Environ 100 000 personnes sont actuellement hébergées dans une centaine de centres d'accueil temporaires, notamment des écoles et des bâtiments publics. La surpopulation dans ces centres augmente les risques en matière de protection. De nombreux sites, en particulier dans les zones reculées, n'offrent pas suffisamment d'intimité, d'éclairage et de services de base, ce qui crée des conditions dangereuses pour les plus vulnérables. Les femmes et les filles sont exposées à des risques accrus de violence sexiste, d'exploitation et d'abus sexuels. Beaucoup sont en détresse et ont besoin d'un soutien psychosocial immédiat, dans un contexte de déplacements répétés liés aux grandes inondations de 2000 et 2013, tandis que les personnes âgées et les personnes handicapées ont du mal à accéder à l'aide dans des sites qui ne sont pas conçus pour répondre à leurs besoins.
De nombreuses autres personnes restent bloquées dans les zones les plus touchées, coupées du monde en raison de routes endommagées et de terrains inondés. Même si les pluies les plus fortes semblent s'être calmées pour l'instant, l'accès reste difficile, laissant les familles déplacées isolées et dans l'attente d'une aide. Les routes inondées et les ponts emportés par les eaux entravent l'accès humanitaire et retardent la fourniture de services aux populations affectées. La destruction d'infrastructures essentielles, notamment les routes, les réseaux d'approvisionnement en eau, les écoles et les établissements de santé, aggrave les problèmes de protection et perturbe les services essentiels. Les écoles et les établissements de santé ont été endommagés ou réaménagés en centres d'hébergement.
En collaboration avec ses partenaires, le HCR, l'Agence des Nations Unies pour les réfugiés, apporte son soutien au gouvernement afin de fournir l'aide indispensable, en particulier dans la province de Gaza. Des équipes mobiles de protection identifient et répondent aux risques les plus critiques parmi les personnes les plus exposées. Des efforts sont également en cours pour renforcer les mécanismes de prévention et d'intervention, notamment en matière de santé mentale et de soutien psychosocial. Cependant, l'aide humanitaire est soumise à une forte pression. Cette situation d'urgence s'ajoute aux déplacements liés au conflit en cours dans le nord du Mozambique, qui ont déjà épuisé les stocks. Les difficultés d'accès, le manque de financement et l'ampleur des besoins limitent la capacité des partenaires à stabiliser les sites surpeuplés et à atteindre les personnes dans le besoin en temps utile.

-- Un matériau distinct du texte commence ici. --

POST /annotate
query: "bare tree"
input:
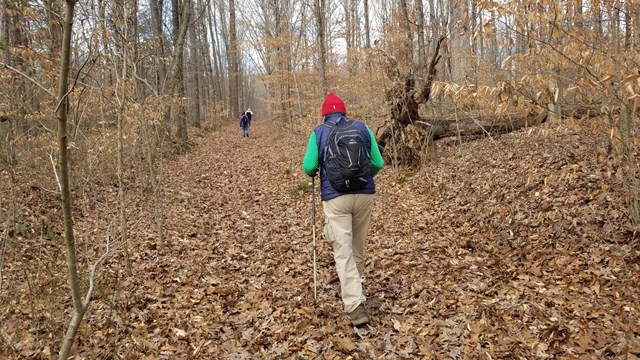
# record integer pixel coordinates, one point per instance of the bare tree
(320, 12)
(234, 71)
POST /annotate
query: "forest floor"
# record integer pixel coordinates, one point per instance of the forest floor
(516, 247)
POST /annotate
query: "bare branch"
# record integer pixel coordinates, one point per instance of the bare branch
(28, 78)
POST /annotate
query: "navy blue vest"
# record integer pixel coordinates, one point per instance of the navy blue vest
(327, 191)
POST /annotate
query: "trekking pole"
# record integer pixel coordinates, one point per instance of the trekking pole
(313, 220)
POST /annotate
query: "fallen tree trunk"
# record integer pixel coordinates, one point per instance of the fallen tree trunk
(407, 133)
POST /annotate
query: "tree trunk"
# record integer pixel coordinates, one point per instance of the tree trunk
(319, 7)
(65, 183)
(195, 71)
(233, 62)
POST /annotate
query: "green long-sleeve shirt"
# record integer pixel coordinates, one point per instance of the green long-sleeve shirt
(311, 162)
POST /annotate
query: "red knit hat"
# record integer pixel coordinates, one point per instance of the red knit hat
(332, 103)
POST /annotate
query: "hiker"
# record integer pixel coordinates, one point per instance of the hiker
(245, 122)
(347, 211)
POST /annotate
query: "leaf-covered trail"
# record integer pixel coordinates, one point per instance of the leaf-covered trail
(509, 248)
(236, 272)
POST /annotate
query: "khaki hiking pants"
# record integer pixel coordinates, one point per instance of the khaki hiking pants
(347, 221)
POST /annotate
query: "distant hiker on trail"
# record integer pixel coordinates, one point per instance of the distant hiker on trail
(245, 122)
(348, 157)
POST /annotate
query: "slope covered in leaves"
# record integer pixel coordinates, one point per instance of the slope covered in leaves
(514, 247)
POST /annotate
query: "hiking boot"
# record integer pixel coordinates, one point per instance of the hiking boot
(359, 316)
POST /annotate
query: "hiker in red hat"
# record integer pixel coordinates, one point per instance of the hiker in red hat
(348, 157)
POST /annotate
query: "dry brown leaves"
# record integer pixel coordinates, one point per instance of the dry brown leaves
(516, 247)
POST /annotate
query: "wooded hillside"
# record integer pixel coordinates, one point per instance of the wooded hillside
(135, 221)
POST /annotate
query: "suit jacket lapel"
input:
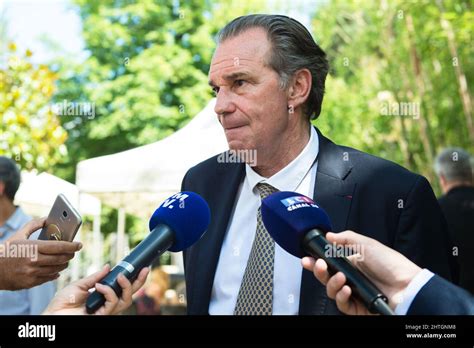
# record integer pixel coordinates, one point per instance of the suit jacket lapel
(332, 192)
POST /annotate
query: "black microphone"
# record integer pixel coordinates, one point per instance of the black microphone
(299, 226)
(177, 224)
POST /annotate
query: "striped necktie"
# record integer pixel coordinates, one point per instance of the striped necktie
(256, 291)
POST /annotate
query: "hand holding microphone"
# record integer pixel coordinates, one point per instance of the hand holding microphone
(390, 271)
(178, 223)
(299, 226)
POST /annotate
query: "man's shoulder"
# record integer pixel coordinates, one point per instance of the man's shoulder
(372, 165)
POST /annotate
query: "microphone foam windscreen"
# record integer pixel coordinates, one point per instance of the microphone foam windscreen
(287, 216)
(187, 214)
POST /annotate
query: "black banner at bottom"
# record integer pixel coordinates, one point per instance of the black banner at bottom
(223, 330)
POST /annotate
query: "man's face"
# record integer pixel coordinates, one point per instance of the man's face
(250, 105)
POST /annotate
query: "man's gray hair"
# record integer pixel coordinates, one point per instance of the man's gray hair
(454, 164)
(293, 48)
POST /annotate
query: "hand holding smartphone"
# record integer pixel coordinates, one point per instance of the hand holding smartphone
(63, 221)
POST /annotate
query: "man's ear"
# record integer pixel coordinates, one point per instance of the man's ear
(299, 89)
(442, 180)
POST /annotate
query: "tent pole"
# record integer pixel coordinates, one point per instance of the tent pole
(120, 234)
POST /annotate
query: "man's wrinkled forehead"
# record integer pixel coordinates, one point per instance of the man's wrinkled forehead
(248, 50)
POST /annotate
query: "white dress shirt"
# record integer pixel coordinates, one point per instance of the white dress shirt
(298, 176)
(29, 301)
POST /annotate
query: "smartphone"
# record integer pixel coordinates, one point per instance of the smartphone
(63, 221)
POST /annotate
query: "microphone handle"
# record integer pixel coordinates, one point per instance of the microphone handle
(316, 245)
(159, 240)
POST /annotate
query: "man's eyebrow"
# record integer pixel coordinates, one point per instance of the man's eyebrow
(232, 76)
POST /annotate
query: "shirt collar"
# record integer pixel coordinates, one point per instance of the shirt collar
(16, 220)
(290, 177)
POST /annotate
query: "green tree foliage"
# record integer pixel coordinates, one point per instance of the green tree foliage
(146, 73)
(30, 132)
(386, 53)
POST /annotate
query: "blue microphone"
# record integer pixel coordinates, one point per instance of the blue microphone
(178, 223)
(299, 226)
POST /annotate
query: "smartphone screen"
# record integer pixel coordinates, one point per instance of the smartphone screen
(63, 221)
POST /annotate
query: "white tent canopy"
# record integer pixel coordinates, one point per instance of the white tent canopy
(138, 180)
(37, 193)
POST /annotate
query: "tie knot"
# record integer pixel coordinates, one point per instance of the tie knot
(265, 190)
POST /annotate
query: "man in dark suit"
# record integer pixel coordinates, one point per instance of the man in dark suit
(268, 75)
(409, 289)
(453, 167)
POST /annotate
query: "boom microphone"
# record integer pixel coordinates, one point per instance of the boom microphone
(299, 226)
(178, 223)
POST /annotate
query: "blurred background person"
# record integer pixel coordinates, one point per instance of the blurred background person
(453, 167)
(151, 296)
(12, 218)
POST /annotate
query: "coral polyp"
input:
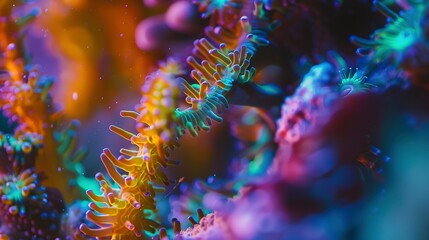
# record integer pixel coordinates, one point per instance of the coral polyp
(250, 129)
(391, 42)
(353, 81)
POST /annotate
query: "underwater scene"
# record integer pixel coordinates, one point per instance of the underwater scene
(214, 119)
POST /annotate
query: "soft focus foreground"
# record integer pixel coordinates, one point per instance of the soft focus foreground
(232, 119)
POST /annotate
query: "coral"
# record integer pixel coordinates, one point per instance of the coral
(353, 82)
(331, 166)
(401, 32)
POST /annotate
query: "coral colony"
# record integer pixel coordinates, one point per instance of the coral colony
(311, 138)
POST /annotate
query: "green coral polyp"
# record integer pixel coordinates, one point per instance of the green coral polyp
(401, 32)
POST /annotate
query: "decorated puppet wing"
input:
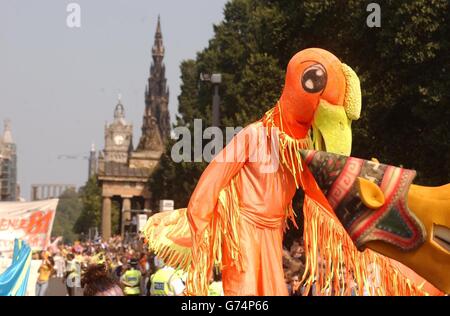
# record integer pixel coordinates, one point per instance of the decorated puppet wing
(361, 217)
(168, 236)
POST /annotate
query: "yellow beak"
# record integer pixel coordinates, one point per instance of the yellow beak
(332, 123)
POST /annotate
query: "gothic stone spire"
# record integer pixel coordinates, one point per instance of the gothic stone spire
(156, 116)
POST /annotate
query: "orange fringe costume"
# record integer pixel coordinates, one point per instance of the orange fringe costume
(237, 214)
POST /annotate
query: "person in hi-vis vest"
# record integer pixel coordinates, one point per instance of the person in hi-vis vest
(131, 280)
(215, 287)
(168, 282)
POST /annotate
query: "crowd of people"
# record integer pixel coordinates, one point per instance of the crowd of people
(114, 267)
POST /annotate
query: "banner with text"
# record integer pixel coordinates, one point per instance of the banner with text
(29, 221)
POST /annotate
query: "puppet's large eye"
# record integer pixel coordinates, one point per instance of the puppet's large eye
(314, 78)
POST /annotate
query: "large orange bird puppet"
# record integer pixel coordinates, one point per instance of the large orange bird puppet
(239, 209)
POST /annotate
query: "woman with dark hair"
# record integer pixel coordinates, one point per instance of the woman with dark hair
(45, 272)
(96, 282)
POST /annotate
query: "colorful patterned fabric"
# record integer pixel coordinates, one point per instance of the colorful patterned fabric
(393, 222)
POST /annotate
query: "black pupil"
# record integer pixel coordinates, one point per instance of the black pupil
(314, 79)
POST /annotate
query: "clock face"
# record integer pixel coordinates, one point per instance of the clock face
(119, 139)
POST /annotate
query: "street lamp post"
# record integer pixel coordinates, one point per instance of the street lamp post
(215, 79)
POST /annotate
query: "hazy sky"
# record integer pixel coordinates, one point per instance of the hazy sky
(59, 85)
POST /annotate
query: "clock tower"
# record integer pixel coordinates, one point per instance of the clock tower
(118, 137)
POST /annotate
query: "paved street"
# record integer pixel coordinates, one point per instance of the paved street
(57, 288)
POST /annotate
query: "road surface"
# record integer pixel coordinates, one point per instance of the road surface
(56, 287)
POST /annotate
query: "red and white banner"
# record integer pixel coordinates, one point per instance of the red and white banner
(29, 221)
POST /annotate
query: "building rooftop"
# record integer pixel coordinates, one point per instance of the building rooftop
(116, 169)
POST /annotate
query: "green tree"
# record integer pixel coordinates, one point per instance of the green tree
(67, 212)
(90, 216)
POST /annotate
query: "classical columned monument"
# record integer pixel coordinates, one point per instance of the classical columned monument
(123, 171)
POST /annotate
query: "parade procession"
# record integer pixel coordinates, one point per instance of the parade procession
(305, 150)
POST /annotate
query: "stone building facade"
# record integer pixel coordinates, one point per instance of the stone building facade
(9, 189)
(123, 171)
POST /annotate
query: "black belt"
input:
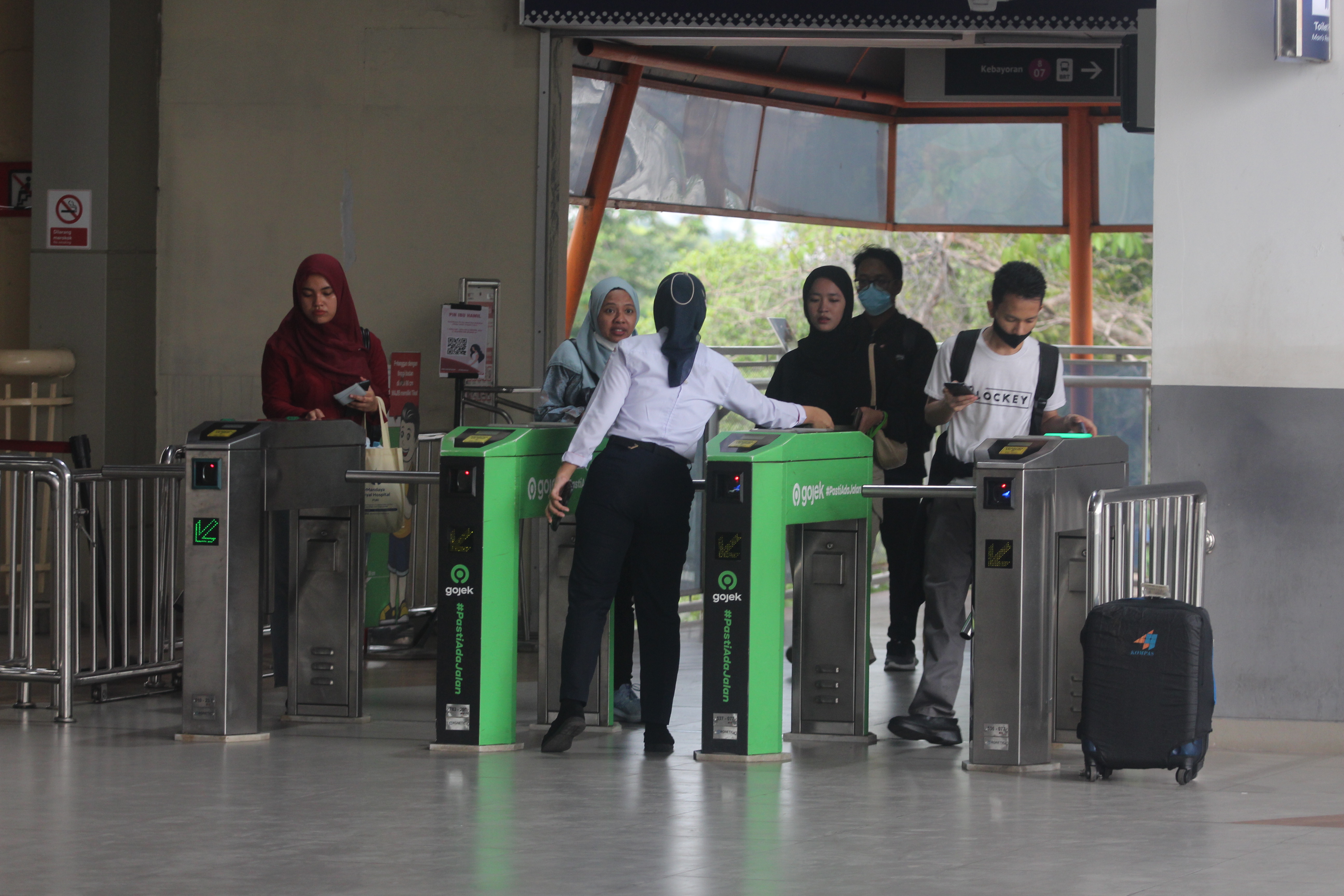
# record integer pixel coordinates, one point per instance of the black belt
(620, 441)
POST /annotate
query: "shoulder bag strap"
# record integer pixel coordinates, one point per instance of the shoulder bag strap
(873, 375)
(1045, 385)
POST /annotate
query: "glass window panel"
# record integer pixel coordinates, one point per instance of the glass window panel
(1125, 174)
(1010, 174)
(588, 112)
(822, 166)
(687, 151)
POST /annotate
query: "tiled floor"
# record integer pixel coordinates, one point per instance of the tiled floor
(114, 805)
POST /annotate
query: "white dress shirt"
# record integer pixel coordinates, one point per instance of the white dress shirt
(634, 400)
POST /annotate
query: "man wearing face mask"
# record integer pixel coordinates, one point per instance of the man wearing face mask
(904, 358)
(1017, 387)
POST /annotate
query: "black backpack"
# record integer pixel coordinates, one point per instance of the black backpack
(945, 467)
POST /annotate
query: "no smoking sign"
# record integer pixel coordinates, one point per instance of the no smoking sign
(69, 218)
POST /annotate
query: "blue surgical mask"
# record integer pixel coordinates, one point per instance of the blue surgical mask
(874, 300)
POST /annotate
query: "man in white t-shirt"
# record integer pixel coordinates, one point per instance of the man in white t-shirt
(1003, 378)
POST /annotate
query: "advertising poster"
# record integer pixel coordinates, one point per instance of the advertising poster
(405, 382)
(467, 343)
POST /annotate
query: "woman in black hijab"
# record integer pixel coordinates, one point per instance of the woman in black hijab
(830, 367)
(652, 404)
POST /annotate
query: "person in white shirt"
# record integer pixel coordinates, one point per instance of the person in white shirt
(652, 402)
(1005, 379)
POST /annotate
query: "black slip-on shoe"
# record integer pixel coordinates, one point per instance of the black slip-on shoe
(562, 734)
(936, 730)
(658, 739)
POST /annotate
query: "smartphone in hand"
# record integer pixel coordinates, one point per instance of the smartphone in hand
(959, 389)
(566, 491)
(358, 390)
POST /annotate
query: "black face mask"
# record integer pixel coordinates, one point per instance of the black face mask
(1013, 339)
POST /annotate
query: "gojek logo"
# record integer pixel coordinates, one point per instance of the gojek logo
(728, 582)
(806, 495)
(459, 574)
(1150, 644)
(542, 488)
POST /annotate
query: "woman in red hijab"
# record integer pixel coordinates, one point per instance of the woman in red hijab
(320, 350)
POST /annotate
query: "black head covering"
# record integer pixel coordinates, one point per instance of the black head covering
(828, 351)
(679, 308)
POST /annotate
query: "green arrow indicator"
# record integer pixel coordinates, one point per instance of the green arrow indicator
(206, 531)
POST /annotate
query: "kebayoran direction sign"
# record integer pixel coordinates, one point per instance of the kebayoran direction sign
(1013, 73)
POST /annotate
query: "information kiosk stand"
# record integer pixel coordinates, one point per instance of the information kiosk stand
(239, 475)
(492, 479)
(757, 484)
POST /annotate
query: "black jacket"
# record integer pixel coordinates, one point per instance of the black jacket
(905, 358)
(838, 391)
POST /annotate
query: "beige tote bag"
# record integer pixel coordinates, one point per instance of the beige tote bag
(886, 453)
(386, 507)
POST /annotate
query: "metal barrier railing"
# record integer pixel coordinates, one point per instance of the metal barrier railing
(1147, 541)
(115, 576)
(37, 489)
(127, 571)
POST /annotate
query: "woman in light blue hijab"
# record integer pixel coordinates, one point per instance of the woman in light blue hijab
(570, 378)
(578, 363)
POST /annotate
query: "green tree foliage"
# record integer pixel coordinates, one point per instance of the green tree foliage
(947, 277)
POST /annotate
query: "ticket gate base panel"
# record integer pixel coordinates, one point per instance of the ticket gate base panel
(701, 755)
(1010, 770)
(475, 747)
(808, 738)
(221, 739)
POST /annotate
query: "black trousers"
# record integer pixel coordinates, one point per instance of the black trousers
(635, 514)
(904, 538)
(623, 631)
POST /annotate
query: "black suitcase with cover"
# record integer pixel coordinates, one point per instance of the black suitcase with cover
(1148, 687)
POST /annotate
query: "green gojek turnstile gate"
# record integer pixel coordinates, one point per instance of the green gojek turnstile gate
(759, 484)
(492, 479)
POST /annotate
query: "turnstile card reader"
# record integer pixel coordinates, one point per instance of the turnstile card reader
(1031, 506)
(491, 479)
(757, 484)
(237, 475)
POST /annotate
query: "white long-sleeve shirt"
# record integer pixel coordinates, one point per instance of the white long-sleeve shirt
(634, 400)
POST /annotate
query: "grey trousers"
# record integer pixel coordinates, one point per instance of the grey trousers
(949, 566)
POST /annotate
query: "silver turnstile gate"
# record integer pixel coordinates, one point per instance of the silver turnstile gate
(240, 475)
(830, 566)
(1030, 594)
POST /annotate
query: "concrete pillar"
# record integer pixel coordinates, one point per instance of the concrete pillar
(1249, 355)
(96, 127)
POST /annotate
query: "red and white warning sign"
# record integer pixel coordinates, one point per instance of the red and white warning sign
(69, 218)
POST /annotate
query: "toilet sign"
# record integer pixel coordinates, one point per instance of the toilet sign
(69, 218)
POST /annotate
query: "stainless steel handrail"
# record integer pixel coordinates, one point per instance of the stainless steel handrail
(132, 472)
(1109, 382)
(1148, 535)
(409, 477)
(919, 491)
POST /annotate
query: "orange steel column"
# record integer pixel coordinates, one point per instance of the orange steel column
(589, 221)
(1081, 172)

Cette crise met en évidence la vulnérabilité du Mozambique face à la convergence de multiples chocs, allant des conflits aux conditions météorologiques extrêmes. Avec des prévisions de précipitations continues et des risques d'inondations qui restent élevés, de nouveaux déplacements sont possibles. Un soutien international urgent est essentiel pour renforcer les services d'aide et de protection vitaux, soutenir les communautés d'accueil déjà surchargées et empêcher la détérioration des conditions de vie des familles déplacées.
Le HCR Mozambique a besoin de 38,2 millions de dollars en 2026 pour répondre aux besoins croissants dans tout le pays et maintenir les services de protection et les services de base vitaux pour les réfugiés, les personnes déplacées à l'intérieur du pays et les communautés d'accueil.